Paradise Killer is the "not like other girls" of games but in, like, the cool trans girl way, not the internalized-misogyny way? I can truly say I have never played a game like it and I don't know why any of it works. Why is every single character name so cool? (Lady Love Dies! Lydia Day Break!! Carmelina Silence!!!) Why does Doctor Doom Jazz live on a yacht? Why is the soundtrack such a banger, with the most satisfying end credits music I have ever heard in my life? Why does a Phoenix Wright investigation-slash-courtroom sim have fun 3D platforming and exploration in it? I don't even know why cruising around this brutalist vaporwave death cult island is so enjoyable, the collectables are mostly pointless, but there are just so MANY of them (an absolutely bonkers profusion) that no matter where you go, you always feel like you are uncovering something.
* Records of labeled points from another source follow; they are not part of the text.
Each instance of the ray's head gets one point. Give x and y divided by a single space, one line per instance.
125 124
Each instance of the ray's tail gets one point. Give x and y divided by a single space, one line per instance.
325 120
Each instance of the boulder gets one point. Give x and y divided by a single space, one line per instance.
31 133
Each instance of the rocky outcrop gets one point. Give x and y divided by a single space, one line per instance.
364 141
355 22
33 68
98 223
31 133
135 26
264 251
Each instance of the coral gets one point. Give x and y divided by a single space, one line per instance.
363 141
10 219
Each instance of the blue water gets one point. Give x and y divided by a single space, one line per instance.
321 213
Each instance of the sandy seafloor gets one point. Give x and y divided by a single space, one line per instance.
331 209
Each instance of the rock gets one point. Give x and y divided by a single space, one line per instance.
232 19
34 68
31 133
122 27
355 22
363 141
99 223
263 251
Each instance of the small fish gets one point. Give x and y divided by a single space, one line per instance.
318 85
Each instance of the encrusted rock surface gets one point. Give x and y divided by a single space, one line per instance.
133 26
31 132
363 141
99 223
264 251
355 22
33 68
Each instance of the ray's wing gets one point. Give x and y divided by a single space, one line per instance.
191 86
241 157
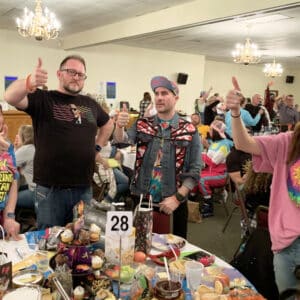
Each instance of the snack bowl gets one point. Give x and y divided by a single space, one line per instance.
26 277
126 273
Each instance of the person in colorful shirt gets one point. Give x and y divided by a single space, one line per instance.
277 154
69 131
8 183
214 173
168 159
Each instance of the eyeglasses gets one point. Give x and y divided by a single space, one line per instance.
73 73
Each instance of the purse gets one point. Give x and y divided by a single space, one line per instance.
194 215
143 222
101 182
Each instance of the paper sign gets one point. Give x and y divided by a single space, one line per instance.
119 223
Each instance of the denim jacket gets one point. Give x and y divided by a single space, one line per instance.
181 160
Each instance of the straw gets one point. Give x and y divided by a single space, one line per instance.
172 249
168 273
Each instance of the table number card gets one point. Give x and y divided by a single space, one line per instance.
119 223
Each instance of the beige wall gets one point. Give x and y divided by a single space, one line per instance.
251 79
132 69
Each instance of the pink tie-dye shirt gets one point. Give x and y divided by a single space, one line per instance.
284 215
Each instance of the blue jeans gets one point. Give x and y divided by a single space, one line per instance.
26 199
285 262
54 205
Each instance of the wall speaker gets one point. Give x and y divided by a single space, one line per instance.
182 78
289 79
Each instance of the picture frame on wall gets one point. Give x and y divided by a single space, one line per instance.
274 92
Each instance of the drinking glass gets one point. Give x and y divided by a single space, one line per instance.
194 273
42 261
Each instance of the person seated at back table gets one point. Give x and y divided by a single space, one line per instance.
277 154
245 117
111 158
24 159
214 173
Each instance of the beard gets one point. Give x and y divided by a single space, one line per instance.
72 91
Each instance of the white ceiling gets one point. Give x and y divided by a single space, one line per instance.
278 35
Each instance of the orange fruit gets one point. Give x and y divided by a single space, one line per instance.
139 256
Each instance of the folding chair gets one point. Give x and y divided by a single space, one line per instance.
218 192
238 198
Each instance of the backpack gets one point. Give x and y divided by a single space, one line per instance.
255 261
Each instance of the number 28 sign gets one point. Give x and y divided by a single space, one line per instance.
119 223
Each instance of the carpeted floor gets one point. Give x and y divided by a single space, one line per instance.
208 234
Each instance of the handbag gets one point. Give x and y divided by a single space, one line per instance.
103 183
143 222
162 223
194 211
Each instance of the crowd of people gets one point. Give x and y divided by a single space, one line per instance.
51 165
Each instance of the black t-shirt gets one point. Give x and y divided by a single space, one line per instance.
253 110
236 159
65 128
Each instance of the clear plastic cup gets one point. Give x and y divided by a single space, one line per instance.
194 272
42 261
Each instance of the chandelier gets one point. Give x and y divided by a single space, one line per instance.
246 54
42 26
273 69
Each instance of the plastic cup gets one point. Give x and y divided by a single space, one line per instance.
42 261
194 272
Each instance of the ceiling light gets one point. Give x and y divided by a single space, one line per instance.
273 70
42 26
246 54
262 19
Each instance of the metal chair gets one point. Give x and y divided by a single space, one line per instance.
238 199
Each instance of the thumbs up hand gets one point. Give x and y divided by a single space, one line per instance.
123 117
39 76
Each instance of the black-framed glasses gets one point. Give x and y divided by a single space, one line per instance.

That the gameplay works is something of a miracle, but then there's the fact that the story is good. Don't ask me how the developers pulled this off. Writing a good mystery is hard enough, but setting your mystery on a transdimensional island ruled by a cult of immortals dedicated to resurrecting Lovecraftian horrors with names like "Silent Goat" through human sacrifice...presents, uh, another set of challenges, I imagine. In most games, a world this wild would be the mystery, and the whole game would be a boring lore hunt. There is lore in Paradise Killer, but none of it really matters, and once you acclimate to the general weirdness of everything (which is admittedly a pretty steep hurdle at first), the mystery itself is surprisingly easy to follow, although there are lots of layers to it, and even some intriguing ethical dimensions, which are not deeply explored but make the story more thought-provoking than you might expect from a game that initially seems to not be about anything more than its own bizarre dedication to an aesthetic.

I am convinced Paradise Killer must have been made under the auspice of some capricious but temporarily benevolent alien deity, because a game this audacious at every level should not work. I kept waiting for some overreach or misstep to bring the whole thing tumbling down—the quirk that broke the camel's back—but it never came. Playing this game is like watching Icarus gleefully flip off the sun and fly acrobatic circles around it because it turns out actually he's a psychic vampire possessed by a demon trapeze artist or something. It is miraculous and delightful and kind of freaks me out and I'm glad there's only one of them.